This is an instance of Holte's Amazing matrix. Consider addition of binary digits. Start with a carry of $c \in \{0,1,\ldots,2(m-1)\}$. Choose $2m-1$ bits uniformly at random, and add their sum to $c$. If the total is in $2c' + \{0,1\}$ then the new carry is $c' \in \{0,1,\ldots,2(m-1)\}$. Amazingly enough the matrix in the question is the transition matrix for this Markov process, scaled by $2^{2m-1}$.
Holte proves that the eigenvalues of the transition matrix are $1$, $1/2$, $1/4$, $\ldots$, $1/2^{2(m-1)}$. (This agrees with Johann Cigler's comment above.) The eigenvectors can be expressed using Eulerian numbers: see Theorem 3 in Holte. Anyway, this shows the matrix is non-singular.

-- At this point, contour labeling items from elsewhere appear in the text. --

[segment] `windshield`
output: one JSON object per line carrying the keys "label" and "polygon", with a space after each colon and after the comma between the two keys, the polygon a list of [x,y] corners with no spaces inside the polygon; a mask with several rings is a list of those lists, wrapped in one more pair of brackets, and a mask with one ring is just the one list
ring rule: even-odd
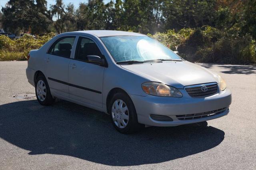
{"label": "windshield", "polygon": [[100,39],[116,62],[160,59],[181,60],[157,41],[142,36],[115,36]]}

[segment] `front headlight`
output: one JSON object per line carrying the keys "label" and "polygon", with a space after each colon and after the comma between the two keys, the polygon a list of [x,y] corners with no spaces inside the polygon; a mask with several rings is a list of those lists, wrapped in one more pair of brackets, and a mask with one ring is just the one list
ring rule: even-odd
{"label": "front headlight", "polygon": [[222,91],[225,90],[226,88],[227,88],[227,85],[226,84],[225,81],[219,75],[219,83],[220,84],[220,88]]}
{"label": "front headlight", "polygon": [[157,82],[147,82],[142,85],[145,93],[157,96],[182,97],[182,94],[175,87]]}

The Lindstrom-Gessel-Viennot lemma says that the number of families of nonintersecting lattice paths can be counted by a determinant. Let $a_i = (2m-i,i)$. Let $b_j = (2m-2j,-2m+2j)$. Then the number of $(1,0)-(0,1)$ lattice paths from $b_j$ to $a_i$ is $2m \choose 2j-i$. By the Lindstrom-Gessel-Viennot lemma, the number of nonintersecting families of lattice paths from $\{b_j\}$ to $\{ a_i\}$ is $Det\left( {2m \choose 2j-i} \right)$. So, if we find a single nonintersecting family then the matrix is nonsingular. One such family is to connect the points in reverse order, connecting $(-2m+2k,2m-2k)$ to $(k,2m-k)$, and on each path, taking all $k$ vertical steps before all $2m-k$ horizontal steps. So, the determinant is positive.
Of course, it would be nice to evaluate this determinant which seemsto be $2^{2m \choose 2}$. I suspect that there is a correspondence with domino tilings of an Aztec diamond, but I don't see it yet.

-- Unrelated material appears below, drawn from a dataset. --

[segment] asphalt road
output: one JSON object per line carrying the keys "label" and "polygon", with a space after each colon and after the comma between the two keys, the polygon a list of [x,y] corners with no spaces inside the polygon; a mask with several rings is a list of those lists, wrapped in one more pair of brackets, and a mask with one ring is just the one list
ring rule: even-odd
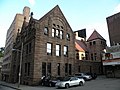
{"label": "asphalt road", "polygon": [[[15,90],[0,86],[0,90]],[[70,87],[69,89],[56,89],[55,87],[45,86],[21,86],[21,90],[120,90],[120,79],[97,78],[87,81],[84,86]]]}
{"label": "asphalt road", "polygon": [[0,85],[0,90],[15,90],[15,89]]}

Here is a very low-brow answer to the original question.
Consider the lower-triangular matrix \begin{equation*} V = [V_{ij}] = \left[\binom{i-1}{j-1}\right]\quad \text{for}\quad i \ge j. \end{equation*}
Let $A$ be the matrix in the OP. Then, a quick induction shows that $V^{-1}AV$ is upper triangular (use that $V^{-1}$ has entries $(-1)^{i-j}V_{ij}$), with the diagonal: $[2^n,2^{n-1},\ldots,2]$, which not only establishes invertibility of $A$, but also yields its eigenvalues.

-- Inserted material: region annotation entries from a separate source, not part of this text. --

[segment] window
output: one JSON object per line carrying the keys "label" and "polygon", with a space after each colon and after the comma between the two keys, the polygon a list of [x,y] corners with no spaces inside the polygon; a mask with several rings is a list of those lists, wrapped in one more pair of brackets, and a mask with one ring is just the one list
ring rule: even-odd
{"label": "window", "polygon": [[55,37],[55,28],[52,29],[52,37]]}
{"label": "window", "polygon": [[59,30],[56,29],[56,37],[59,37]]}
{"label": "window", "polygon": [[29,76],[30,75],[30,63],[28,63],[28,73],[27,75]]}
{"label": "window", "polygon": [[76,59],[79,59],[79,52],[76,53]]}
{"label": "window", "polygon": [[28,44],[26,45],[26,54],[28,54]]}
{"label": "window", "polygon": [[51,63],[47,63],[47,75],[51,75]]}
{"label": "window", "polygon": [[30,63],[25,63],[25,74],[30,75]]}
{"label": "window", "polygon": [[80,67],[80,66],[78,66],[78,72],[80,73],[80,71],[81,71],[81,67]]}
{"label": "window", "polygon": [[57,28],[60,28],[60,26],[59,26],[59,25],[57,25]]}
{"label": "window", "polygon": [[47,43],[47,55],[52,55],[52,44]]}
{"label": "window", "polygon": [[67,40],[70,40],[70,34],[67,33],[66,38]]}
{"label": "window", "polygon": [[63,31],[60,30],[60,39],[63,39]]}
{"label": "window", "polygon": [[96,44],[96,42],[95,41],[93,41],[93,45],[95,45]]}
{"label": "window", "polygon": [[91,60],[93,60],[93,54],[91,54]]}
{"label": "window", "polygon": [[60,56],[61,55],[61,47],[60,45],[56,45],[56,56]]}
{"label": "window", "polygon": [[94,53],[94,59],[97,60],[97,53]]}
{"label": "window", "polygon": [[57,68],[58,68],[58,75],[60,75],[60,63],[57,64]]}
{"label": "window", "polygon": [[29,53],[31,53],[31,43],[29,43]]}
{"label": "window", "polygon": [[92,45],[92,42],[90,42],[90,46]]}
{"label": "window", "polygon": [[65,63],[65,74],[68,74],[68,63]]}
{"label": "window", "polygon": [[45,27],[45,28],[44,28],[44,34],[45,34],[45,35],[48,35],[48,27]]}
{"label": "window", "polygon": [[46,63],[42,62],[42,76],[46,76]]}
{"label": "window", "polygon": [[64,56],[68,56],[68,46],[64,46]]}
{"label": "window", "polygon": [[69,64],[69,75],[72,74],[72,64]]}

Let $A_n(x,\lambda)$ be the $n\times n$ matrix $$\left[\binom{x}{2j-i+\lambda}\right]_{i,j=1}^n.$$ Let's "generalize to trivialize". Sometimes, generalizations offer more elbow room to maneuver, such as in the present problem.
Lemma. We have the determinantal formula $$\det A_n(x,\lambda)=2^{\binom{n}2}\prod_{i=1}^n\binom{n+x-1}{\lambda+2i-1}\binom{n+x-1}{n-i}^{-1}.$$ Proof. We employ the Method of Condensation. Denote $k\times k$ sub-matrices with left-corner at $(a,b)$: $$Z_k^{a,b}(x,\lambda)=\left[\binom{x}{2(j+b)-(i+a)+\lambda}\right]_{i,j=1}^k.$$ Notice that $Z_n^{0,0}(x,\lambda)=A_n(x,\lambda)$. In general $Z_k^{a,b}(x,\lambda)=A_k(x,\lambda+2b-a)$, therefore the inductive proofs neatly work with this Dodgson's recursive relation $$\det Z_n^{a,b}=\frac{\det Z_{n-1}^{a,b}\cdot\det Z_{n-1}^{a+1,b+1}-\det Z_{n-1}^{a,b+1}\cdot\det Z_{n-1}^{a+1,b}}{\det Z_{n-2}^{a+1,b+1}}.$$ So, it remains to prove that the (explicit) formula on the RHS of the lemma does satisfy the same equation. However, this is quite a routine simplification (preferably with symbolic sofwares). The proof is complete. $\square$
Corollary 1. Your determinant evaluates as $2^{\binom{2m}2}$.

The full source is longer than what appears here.